Las reformas en curso

Al calor de esta disputa, dentro y fuera de las instituciones peruanas, el gobierno viene trazando algunas líneas de acción que también despertaron la reacción de los poderes fácticos. Hace algunas semanas se lanzó la denominada “segunda reforma agraria”, que postula una serie de medidas de apoyo a la agricultura familiar, un sector que produce más del 70% de los alimentos que se consumen en el país.

El anuncio está cargado de historia: la primera reforma agraria de Velazco Alvarado en 1969 significó la muerte demorada del gamonalismo, un régimen que sometía a la mayoría indígena. Cuando los grandes hacendados, dueños de todas las cosas, perdieron la fuente central de su poder —la tierra—, se generó un auténtico hecho emancipatorio.
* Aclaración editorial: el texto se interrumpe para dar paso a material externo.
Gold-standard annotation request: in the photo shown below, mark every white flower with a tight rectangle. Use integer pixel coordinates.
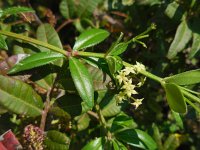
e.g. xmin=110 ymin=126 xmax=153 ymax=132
xmin=131 ymin=98 xmax=144 ymax=109
xmin=116 ymin=91 xmax=126 ymax=103
xmin=122 ymin=67 xmax=136 ymax=75
xmin=134 ymin=61 xmax=146 ymax=72
xmin=116 ymin=71 xmax=128 ymax=84
xmin=125 ymin=89 xmax=138 ymax=97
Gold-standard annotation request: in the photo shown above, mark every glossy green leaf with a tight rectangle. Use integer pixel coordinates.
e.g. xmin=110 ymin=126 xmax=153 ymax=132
xmin=112 ymin=139 xmax=127 ymax=150
xmin=189 ymin=33 xmax=200 ymax=58
xmin=82 ymin=137 xmax=104 ymax=150
xmin=0 ymin=105 xmax=8 ymax=115
xmin=69 ymin=57 xmax=94 ymax=110
xmin=106 ymin=56 xmax=123 ymax=74
xmin=8 ymin=52 xmax=64 ymax=74
xmin=115 ymin=129 xmax=157 ymax=150
xmin=59 ymin=0 xmax=75 ymax=19
xmin=164 ymin=69 xmax=200 ymax=85
xmin=108 ymin=42 xmax=128 ymax=55
xmin=75 ymin=113 xmax=90 ymax=131
xmin=45 ymin=130 xmax=70 ymax=150
xmin=36 ymin=24 xmax=63 ymax=52
xmin=0 ymin=35 xmax=8 ymax=50
xmin=164 ymin=83 xmax=187 ymax=113
xmin=163 ymin=134 xmax=180 ymax=150
xmin=76 ymin=0 xmax=102 ymax=18
xmin=172 ymin=111 xmax=184 ymax=129
xmin=0 ymin=75 xmax=43 ymax=117
xmin=73 ymin=29 xmax=109 ymax=50
xmin=167 ymin=20 xmax=192 ymax=59
xmin=0 ymin=7 xmax=34 ymax=17
xmin=87 ymin=65 xmax=111 ymax=91
xmin=111 ymin=113 xmax=137 ymax=132
xmin=100 ymin=95 xmax=122 ymax=117
xmin=165 ymin=1 xmax=184 ymax=21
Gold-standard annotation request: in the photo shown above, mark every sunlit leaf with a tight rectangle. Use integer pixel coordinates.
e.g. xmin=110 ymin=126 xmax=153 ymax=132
xmin=8 ymin=52 xmax=64 ymax=74
xmin=100 ymin=94 xmax=122 ymax=117
xmin=0 ymin=75 xmax=43 ymax=117
xmin=36 ymin=24 xmax=63 ymax=52
xmin=59 ymin=0 xmax=75 ymax=19
xmin=0 ymin=7 xmax=34 ymax=17
xmin=76 ymin=0 xmax=102 ymax=18
xmin=69 ymin=57 xmax=94 ymax=110
xmin=164 ymin=69 xmax=200 ymax=85
xmin=167 ymin=20 xmax=192 ymax=59
xmin=106 ymin=56 xmax=123 ymax=74
xmin=111 ymin=114 xmax=137 ymax=132
xmin=112 ymin=139 xmax=127 ymax=150
xmin=165 ymin=1 xmax=184 ymax=21
xmin=164 ymin=83 xmax=187 ymax=113
xmin=115 ymin=129 xmax=157 ymax=150
xmin=108 ymin=42 xmax=128 ymax=55
xmin=82 ymin=137 xmax=104 ymax=150
xmin=189 ymin=33 xmax=200 ymax=58
xmin=73 ymin=29 xmax=109 ymax=50
xmin=45 ymin=130 xmax=70 ymax=150
xmin=0 ymin=35 xmax=8 ymax=50
xmin=75 ymin=113 xmax=90 ymax=131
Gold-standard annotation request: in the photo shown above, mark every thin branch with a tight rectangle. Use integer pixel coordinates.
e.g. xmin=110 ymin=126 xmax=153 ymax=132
xmin=56 ymin=19 xmax=74 ymax=32
xmin=40 ymin=89 xmax=51 ymax=131
xmin=87 ymin=111 xmax=99 ymax=120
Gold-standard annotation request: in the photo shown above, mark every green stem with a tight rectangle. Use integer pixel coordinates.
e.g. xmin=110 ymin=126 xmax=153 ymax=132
xmin=0 ymin=30 xmax=67 ymax=56
xmin=180 ymin=86 xmax=200 ymax=95
xmin=0 ymin=30 xmax=163 ymax=83
xmin=185 ymin=98 xmax=200 ymax=113
xmin=181 ymin=89 xmax=200 ymax=104
xmin=77 ymin=51 xmax=105 ymax=58
xmin=123 ymin=61 xmax=164 ymax=84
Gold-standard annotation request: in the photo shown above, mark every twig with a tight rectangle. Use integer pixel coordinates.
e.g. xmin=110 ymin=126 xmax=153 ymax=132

Las heridas de aquel orden casi feudal se arrastran hasta hoy, en formas no tan sutiles de racismo y exclusión.

Esta reforma se enfrenta a las dificultades de un ordenamiento territorial donde la agricultura convive con la actividad extractiva, y donde además, el sector exportador concentra la mayor parte de la infraestructura y el acceso al agua.

Por otro lado, esta misma semana Pedro Castillo se refirió a una medida vital para la vida diaria de los peruanos y peruanas: el uso social del gas de Camisea, una importante zona de explotación en el corazón de Cusco. El presidente solicitó al Congreso trabajar una ley sobre la nacionalización del gas de Camisea y aseguró que, en paralelo, renegociará el contrato para operar el yacimiento que hoy está en manos privadas. Tras estas declaraciones, los poderes económicos no tardaron en pedir explicaciones sobre el supuesto “doble discurso” del presidente.

José Maria Arguedas, uno de los mayores exponentes de la literatura peruana, decía:

“La lucha es un bien, el más grande bien que le ha sido otorgado al hombre, pero siempre que la lucha no sea irremediablemente estéril o inútil, porque entonces ya no es lucha, es el infierno”. 

Pedro Castillo busca escapar del infierno, aunque la realidad por momentos se le parezca tanto.

Lejos de ser una lucha estéril, cambiar los destinos del Perú es una tarea osada. En ese camino, el flamante presidente enfrenta una derecha con un historial profundamente antidemocrático que, en lugar de ceder, se envalentona ante la más mínima concesión. La unidad con los socios más cercanos, aunque forzosa, puede ser decisiva para el futuro del gobierno.